Abstract

ABSTRACT Background Constructing shared understanding of complex interdisciplinary problems is one of the most challenging aspects of interdisciplinary teamwork. How this process unfolds is under-researched, making it esoteric and difficult to scaffold. This paper aims to provide an articulated and nuanced account of what is involved in student teams’ construction of shared understanding of complex interdisciplinary problems. Methods The study combines the theoretical lens of epistemic games with an ecological analytical perspective. Drawing on the analysis of ethnographic cases, it explores how four graduate student teams construct shared understanding of complex problems during interdisciplinary projects. Findings Construction of shared understanding is a multifaceted and dynamic process that extends over the entire problem-solving activity.
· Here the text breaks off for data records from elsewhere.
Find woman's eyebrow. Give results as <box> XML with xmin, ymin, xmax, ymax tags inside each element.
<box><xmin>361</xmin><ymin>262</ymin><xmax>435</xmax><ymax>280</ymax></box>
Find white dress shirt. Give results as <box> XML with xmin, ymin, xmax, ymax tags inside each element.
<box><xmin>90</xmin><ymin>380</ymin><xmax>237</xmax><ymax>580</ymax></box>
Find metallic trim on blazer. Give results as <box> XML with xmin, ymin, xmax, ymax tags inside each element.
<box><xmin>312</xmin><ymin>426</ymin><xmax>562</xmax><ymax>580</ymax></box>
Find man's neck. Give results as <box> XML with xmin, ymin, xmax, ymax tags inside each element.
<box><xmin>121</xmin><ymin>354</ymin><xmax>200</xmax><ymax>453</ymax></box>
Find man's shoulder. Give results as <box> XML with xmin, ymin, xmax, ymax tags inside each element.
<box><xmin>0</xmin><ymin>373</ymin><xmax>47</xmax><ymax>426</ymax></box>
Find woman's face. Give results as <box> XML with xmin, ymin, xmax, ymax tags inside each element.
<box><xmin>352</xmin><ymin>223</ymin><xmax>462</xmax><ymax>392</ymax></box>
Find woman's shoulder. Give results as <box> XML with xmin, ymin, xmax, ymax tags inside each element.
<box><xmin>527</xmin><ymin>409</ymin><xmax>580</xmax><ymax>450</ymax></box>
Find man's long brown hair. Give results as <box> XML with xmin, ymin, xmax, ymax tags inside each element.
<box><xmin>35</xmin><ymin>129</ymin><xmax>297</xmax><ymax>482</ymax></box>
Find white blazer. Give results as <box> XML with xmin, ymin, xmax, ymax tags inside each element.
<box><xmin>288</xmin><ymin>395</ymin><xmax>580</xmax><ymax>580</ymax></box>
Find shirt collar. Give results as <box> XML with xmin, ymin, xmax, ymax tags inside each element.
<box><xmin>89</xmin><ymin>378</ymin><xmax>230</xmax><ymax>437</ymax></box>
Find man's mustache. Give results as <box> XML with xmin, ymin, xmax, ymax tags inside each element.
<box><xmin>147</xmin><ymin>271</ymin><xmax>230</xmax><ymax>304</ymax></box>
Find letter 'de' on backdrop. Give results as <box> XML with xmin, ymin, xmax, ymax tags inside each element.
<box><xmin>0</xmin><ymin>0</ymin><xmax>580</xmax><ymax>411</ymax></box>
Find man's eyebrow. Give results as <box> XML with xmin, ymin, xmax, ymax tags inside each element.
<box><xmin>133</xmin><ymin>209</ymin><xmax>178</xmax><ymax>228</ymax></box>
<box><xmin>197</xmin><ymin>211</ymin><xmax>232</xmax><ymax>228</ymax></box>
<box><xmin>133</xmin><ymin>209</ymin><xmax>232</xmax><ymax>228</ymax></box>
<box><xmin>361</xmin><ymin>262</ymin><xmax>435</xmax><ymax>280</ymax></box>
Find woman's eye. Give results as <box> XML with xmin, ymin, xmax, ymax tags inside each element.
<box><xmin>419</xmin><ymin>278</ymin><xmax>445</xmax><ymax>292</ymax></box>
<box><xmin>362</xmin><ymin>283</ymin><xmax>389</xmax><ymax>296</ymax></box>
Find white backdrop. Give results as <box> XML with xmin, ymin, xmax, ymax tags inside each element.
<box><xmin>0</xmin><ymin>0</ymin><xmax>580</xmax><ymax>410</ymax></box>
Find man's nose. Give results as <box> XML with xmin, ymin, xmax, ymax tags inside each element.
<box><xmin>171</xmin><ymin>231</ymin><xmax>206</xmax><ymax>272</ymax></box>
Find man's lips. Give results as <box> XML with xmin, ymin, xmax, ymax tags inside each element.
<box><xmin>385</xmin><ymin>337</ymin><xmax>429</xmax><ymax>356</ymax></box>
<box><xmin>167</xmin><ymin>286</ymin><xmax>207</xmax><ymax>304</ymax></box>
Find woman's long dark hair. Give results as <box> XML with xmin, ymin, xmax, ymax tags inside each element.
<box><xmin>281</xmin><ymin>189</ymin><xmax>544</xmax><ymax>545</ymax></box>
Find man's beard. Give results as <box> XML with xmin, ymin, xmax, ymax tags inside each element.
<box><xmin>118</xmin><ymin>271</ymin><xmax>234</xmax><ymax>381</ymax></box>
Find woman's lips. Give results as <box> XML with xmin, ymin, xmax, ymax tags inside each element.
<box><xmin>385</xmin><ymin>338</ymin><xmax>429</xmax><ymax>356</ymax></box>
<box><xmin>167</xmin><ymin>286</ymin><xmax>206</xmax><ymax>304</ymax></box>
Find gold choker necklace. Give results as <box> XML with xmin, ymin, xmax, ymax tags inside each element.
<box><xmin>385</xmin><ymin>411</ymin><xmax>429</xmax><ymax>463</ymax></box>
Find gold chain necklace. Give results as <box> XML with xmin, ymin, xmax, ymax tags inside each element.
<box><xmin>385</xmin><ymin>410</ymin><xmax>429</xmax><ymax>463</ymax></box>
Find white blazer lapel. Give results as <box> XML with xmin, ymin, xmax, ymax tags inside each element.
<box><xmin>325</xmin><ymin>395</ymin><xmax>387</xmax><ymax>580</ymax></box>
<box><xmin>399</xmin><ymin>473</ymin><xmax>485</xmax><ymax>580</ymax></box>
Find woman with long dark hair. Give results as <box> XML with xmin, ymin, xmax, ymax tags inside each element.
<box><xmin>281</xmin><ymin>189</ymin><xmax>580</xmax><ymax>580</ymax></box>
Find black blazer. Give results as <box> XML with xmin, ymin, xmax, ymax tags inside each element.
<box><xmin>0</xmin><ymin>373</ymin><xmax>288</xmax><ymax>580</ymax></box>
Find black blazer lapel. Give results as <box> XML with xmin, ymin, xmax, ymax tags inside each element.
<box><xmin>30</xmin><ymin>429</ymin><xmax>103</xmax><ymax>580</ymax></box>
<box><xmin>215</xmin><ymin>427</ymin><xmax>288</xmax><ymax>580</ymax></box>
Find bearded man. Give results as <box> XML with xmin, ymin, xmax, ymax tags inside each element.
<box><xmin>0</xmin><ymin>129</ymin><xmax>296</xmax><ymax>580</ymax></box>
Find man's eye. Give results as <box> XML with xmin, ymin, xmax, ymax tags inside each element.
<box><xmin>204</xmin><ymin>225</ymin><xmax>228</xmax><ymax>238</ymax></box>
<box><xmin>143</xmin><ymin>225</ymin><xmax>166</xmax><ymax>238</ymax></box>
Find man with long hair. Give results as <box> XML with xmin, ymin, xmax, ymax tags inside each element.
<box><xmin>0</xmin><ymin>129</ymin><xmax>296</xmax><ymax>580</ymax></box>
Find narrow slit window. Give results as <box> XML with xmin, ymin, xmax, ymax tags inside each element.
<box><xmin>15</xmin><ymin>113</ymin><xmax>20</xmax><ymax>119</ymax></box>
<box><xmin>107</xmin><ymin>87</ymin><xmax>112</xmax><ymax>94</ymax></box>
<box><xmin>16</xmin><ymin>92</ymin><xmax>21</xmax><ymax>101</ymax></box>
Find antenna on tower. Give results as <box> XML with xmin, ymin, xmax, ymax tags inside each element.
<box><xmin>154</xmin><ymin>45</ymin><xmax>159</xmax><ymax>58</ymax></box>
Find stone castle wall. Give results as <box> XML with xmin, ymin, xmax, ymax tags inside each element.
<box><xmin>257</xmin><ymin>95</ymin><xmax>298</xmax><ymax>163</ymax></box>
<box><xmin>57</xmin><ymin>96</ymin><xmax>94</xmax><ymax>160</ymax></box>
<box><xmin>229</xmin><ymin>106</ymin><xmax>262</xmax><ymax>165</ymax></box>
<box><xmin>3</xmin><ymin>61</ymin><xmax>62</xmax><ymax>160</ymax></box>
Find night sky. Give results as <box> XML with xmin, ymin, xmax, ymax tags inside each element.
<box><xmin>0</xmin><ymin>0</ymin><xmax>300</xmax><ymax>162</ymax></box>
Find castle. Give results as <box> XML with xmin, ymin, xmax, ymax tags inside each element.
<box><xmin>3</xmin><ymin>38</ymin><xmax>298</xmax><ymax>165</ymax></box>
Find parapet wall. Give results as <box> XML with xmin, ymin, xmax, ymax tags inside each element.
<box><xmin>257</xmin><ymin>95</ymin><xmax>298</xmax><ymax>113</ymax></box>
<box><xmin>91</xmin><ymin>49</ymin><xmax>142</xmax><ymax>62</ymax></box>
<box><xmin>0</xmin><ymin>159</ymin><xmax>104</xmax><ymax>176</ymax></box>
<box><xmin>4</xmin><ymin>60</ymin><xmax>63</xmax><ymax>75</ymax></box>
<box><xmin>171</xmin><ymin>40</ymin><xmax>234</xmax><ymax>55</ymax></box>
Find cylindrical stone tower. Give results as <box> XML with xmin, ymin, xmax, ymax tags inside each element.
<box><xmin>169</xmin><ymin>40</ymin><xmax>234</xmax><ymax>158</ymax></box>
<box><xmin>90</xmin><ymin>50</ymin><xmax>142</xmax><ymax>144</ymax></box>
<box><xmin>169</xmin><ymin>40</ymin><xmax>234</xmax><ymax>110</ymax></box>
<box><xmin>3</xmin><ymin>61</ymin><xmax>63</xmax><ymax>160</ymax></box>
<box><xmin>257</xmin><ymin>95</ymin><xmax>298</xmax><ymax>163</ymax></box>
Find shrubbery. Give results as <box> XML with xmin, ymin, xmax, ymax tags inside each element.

It relies on epistemic moves that explicate and juxtapose different perspectives and connect abstract ideas with knowledge grounded in students’ experiences and contexts. The pursuits students engage in, when creating shared understanding, reveal epistemic differences related to formulation of the interdisciplinary problem and what constitutes trustworthy knowledge. Contribution The paper contributes to the literature on the nature of students’ construction of shared understanding of complex interdisciplinary problems revealing critical recurrent moves. It also extends earlier conceptualizations of epistemic games as primarily discourse games and demonstrates that they are profoundly multimodal and distributed.